I licked my lips, my heart pounding. I couldn’t look at Trent. He had taught this curse to me, learned it from Ku’Sox. It could not be untwisted, but it could be given away or modified. “I curse you, Ku’Sox Sha-Ku’ru, to be free of restraint, that you may freely travel between reality and the ever-after at your will for as long as you leave me and mine alone !”
The demon’s breath sucked in, and he leaned forward, grimacing at the added restraint.
“That means you stay out of my church, you bastard,” I said, relishing his anger. “You break it, and you’ll find out how the Goddess rewards liars,” I barked at him, heart pounding when a sleepy-eyed presence seemed to swirl through me, laughing languorously before dulling back to slumber.

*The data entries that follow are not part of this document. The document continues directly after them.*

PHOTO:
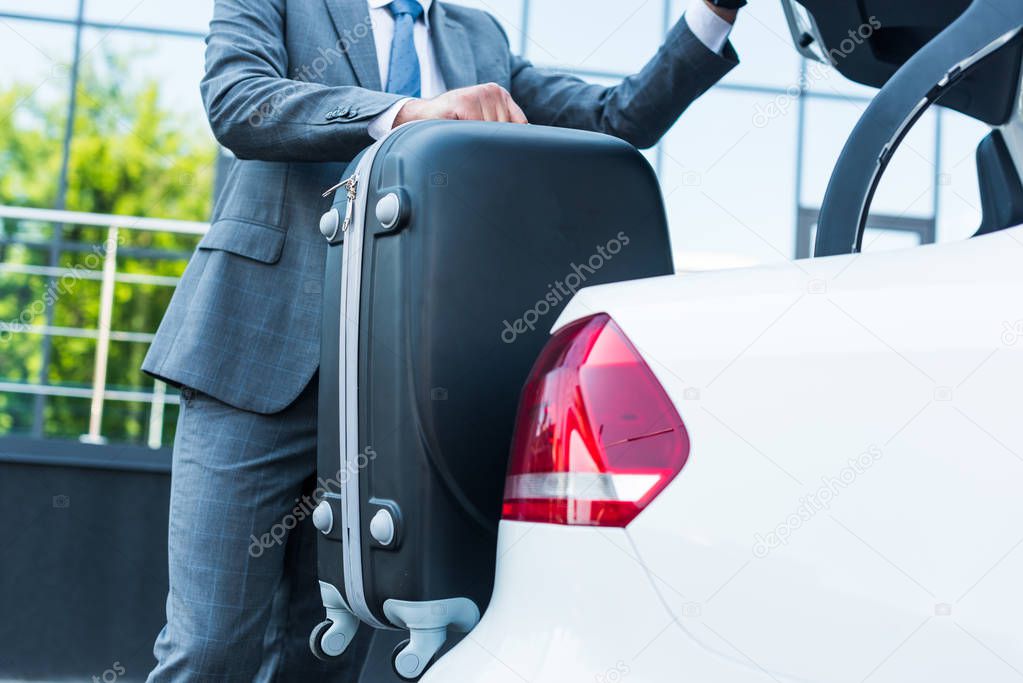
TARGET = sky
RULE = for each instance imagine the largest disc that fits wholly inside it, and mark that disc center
(727, 171)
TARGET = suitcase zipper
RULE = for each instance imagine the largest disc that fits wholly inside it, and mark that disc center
(351, 184)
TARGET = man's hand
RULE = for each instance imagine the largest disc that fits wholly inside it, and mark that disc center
(483, 102)
(728, 15)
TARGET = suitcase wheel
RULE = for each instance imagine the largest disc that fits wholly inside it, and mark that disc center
(327, 646)
(405, 667)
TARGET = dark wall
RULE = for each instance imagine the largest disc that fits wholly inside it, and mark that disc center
(83, 559)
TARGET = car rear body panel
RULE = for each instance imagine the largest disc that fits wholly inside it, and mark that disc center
(855, 468)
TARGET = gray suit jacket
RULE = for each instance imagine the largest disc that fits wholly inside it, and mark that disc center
(291, 88)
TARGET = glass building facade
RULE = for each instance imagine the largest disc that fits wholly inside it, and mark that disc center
(100, 112)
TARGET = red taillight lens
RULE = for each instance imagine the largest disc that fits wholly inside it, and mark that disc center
(597, 439)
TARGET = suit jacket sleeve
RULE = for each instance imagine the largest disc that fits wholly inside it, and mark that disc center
(642, 107)
(258, 112)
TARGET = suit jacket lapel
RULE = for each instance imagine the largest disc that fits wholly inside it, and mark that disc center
(351, 20)
(454, 54)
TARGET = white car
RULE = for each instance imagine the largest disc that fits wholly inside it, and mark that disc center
(810, 471)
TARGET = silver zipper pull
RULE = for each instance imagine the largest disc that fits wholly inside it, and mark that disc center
(352, 184)
(347, 182)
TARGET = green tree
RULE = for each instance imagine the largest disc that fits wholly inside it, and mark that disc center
(129, 155)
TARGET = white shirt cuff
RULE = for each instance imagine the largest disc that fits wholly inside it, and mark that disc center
(383, 124)
(710, 29)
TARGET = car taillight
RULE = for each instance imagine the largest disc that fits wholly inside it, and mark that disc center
(596, 439)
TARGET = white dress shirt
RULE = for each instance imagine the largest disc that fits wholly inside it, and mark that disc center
(710, 29)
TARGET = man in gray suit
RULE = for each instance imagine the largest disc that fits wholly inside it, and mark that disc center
(297, 88)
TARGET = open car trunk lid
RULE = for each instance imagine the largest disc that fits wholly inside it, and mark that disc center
(869, 40)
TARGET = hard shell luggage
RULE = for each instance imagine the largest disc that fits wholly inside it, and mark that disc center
(453, 246)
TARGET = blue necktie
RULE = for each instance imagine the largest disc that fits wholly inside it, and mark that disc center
(403, 75)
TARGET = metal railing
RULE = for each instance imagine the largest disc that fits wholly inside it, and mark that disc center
(103, 333)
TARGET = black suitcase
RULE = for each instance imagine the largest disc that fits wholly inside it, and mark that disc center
(453, 247)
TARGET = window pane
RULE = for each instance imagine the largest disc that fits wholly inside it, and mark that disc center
(181, 14)
(33, 109)
(142, 145)
(730, 194)
(615, 36)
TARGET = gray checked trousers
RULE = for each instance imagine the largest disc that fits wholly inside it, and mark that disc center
(243, 593)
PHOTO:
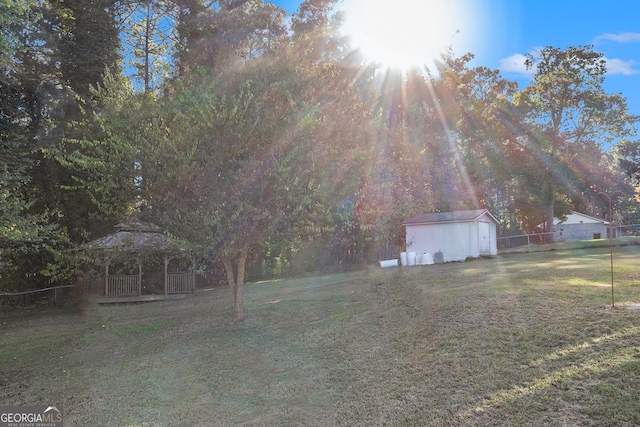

Crap on toast, elven magic was slippery stuff, and I gave a little jump to shift Lucy to a more comfortable position and hide my shudder.
Ku’Sox lifted his chin as if to denounce me. But when he nodded with very bad grace, I sealed the curse. “ Facilis descensus Tartarus. ”
The curse was in Latin, but I knew it was elven magic by the tiny laugh of wicked delight echoing in my mind. It hadn’t come from the collective, and Ku’Sox shuddered as the wild magic slipped reluctantly from me and onto him, the last bit twanging from my outstretched hand. My headache came back, pounding, and before I dropped the line, I felt the souls of the demons in the collective withdraw. They were somber and still, unusual for the usually vocal and self-assured demons. They’d agreed to this, but it had the transparent feeling of ambiguity.
Ku’Sox breathed slowly, and in the corner, Nick hunched into a small shadow of fear. “It will do,” Ku’Sox said, and then his eyes became slate gray. “Leave. You smell like baby shit.”
Lucy was starting to fidget, and I glanced at Trent. He looked crushed and beaten. “I told you I wanted a jump home. Al can’t do it,” I said, deciding he would refuse unless I gave him a reason. “He burned himself at the bottom of your purple sludge.”
Ku’Sox looked me up and down in surprise. “And he got out? How?”
He wasn’t wearing the smile I expected, and I patted Lucy, rocking like I’d seen parents in the grocery store line do. “Through his wedding rings.” Ku’Sox’s eyes went wide in amazement, and I shook my head, backing up. “Send us home,” I demanded. “ Now. ”
Trent’s eyes closed, and I saw his lips move in a silent “Thank you,” but if he was thanking me or the Goddess he didn’t believe in, I didn’t know.